Thursday, 19 November 2009

Epona

The horses are getting their winter coats, it's most noticeable on the younger ones. They look quite downy. As they lazily grazed bathed in autumn sun, millimg through the open woodland, I thought how peaceful and contented they always looked in their woodland world. Who wouldn't be, out there in the forest on a day like today; the horses though, have to endure the harshest of weathers too.

The stream had receded, revealing the frequently, and less frequently, used crossing places; and the water, the water is crystal clear. The stream flowed swiftly, racing and bubbling over the gravel clearly visible laying a couple of inches below; then through one of the deep pools commonly found in the woodland streams.

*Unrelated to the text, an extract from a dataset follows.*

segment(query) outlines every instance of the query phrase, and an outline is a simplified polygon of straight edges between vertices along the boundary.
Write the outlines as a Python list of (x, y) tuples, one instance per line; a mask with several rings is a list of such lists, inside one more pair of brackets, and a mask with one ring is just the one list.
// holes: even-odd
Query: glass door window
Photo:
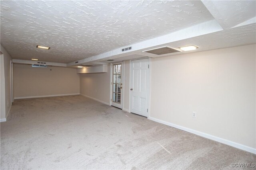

Here the clear waters took on brown hue from the surrounding heathland peats that filtered the water; tangled logs, bits of branches and other detritus could just be made out in their depths.

The few high bores we've had so far this autumn have already begun to alter the faces of the stream; banks have moved or disappeared, small dams have formed and features you'd become familiar with through the year are gone. There was a log, left by last years wet season, used to cross the stream in a section some distance from a crossing place in either direction; I used this log on every occasion I walked this way, now it lays 20m down stream logded in the branches of a group of trees/shrubs surrounding a deep pool.